Pamilius-Frohmut-Eulenspiegel-Band-2Des Erzkalfakters, Quadratschlankels und durchtriebenen Leutvexierers, Pamfilius Frohmut Eulenspiegel, des allbekannten, berüchtigten und weltverrufenen Till Eulenspiegel einzigen Sohnes pfiffigen Streiche, Ränke, Schwänke und lustige Possen als: Hendlschnipfer, Brotschwindler, Rahmkripfer, Fischdieb, Entenangler, Zigeuner-, Schneider- und Schusterlehrbua, Herzogslebensretter, Herold, Schatzgräber, magistratischer Bademeister, Hofnarr, Feldherr, frommer Pilger, glücklich dem Galgen entgangener Spieler usw.

Wohlfeiles Brot

Es kam eine harte Zeit, da wir einen ganzen Tag lang keinen Bissen Brot mehr hatten, und der Dorfbäcker uns nichts borgte, worüber die arme Mutter bitterlich weinte.

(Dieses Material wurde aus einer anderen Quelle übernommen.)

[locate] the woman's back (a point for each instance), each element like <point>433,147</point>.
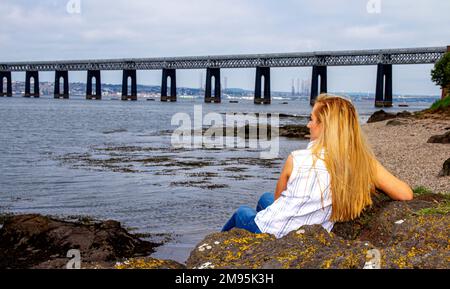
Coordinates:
<point>306,200</point>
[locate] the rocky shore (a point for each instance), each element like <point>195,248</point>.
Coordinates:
<point>390,234</point>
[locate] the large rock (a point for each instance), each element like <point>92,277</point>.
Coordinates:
<point>445,168</point>
<point>42,242</point>
<point>405,234</point>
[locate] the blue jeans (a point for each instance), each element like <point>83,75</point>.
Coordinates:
<point>244,217</point>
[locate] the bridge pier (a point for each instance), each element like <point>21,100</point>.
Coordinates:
<point>210,73</point>
<point>7,75</point>
<point>64,74</point>
<point>383,93</point>
<point>166,73</point>
<point>129,73</point>
<point>28,76</point>
<point>98,85</point>
<point>260,73</point>
<point>318,70</point>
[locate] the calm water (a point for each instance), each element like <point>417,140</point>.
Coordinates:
<point>114,160</point>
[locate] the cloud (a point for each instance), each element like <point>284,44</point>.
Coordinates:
<point>44,30</point>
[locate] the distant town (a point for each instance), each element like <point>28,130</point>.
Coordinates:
<point>300,91</point>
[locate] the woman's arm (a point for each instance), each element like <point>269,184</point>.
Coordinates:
<point>392,186</point>
<point>284,177</point>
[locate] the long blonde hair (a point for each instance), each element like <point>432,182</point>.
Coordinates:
<point>348,158</point>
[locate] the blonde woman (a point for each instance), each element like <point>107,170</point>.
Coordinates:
<point>330,181</point>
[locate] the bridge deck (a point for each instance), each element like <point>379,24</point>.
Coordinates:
<point>422,55</point>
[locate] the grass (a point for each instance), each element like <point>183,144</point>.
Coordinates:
<point>419,191</point>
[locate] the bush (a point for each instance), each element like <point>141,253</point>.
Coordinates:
<point>440,74</point>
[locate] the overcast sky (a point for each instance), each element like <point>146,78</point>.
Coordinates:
<point>48,30</point>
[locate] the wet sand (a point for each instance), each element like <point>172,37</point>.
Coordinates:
<point>404,151</point>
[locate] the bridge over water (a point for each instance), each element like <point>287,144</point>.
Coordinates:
<point>319,61</point>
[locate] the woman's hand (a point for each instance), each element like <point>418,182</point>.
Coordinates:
<point>284,177</point>
<point>392,186</point>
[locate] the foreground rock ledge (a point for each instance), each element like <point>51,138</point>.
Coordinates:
<point>411,234</point>
<point>35,241</point>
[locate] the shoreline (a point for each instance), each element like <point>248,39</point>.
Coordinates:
<point>403,149</point>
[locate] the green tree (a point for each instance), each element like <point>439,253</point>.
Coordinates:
<point>441,72</point>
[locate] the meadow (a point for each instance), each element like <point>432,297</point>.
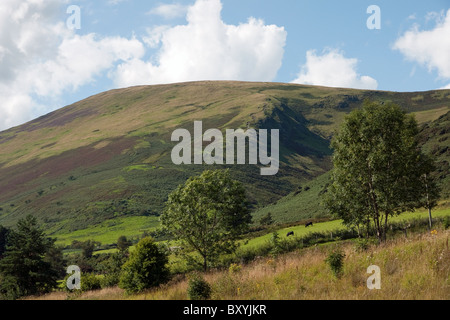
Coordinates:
<point>416,267</point>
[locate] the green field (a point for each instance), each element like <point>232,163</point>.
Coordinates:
<point>331,226</point>
<point>108,157</point>
<point>109,231</point>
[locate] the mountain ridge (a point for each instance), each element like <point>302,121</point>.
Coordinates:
<point>108,155</point>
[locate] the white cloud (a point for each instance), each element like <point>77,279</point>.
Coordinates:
<point>429,48</point>
<point>208,49</point>
<point>170,11</point>
<point>40,59</point>
<point>332,69</point>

»Tröste dich, Mutter«, sagte ich zu ihr, »ich will jetzt Brot genug holen.

»Du hast ja kein Geld?«

»Ich brauche keines. Nur Geduld!« Ich warf einen Sack über meine Schulter und ging in ein Dorf, worin man mich nicht kannte. Am Fenster des Bäckerladens saß die Frau Meisterin und betrachtete mich lange, da ich einige Schritte davon so laut schluchzte, als ob es mir das Herz abstoße.

»Warum weinst du denn, Junge?«, fragte sie mitleidig.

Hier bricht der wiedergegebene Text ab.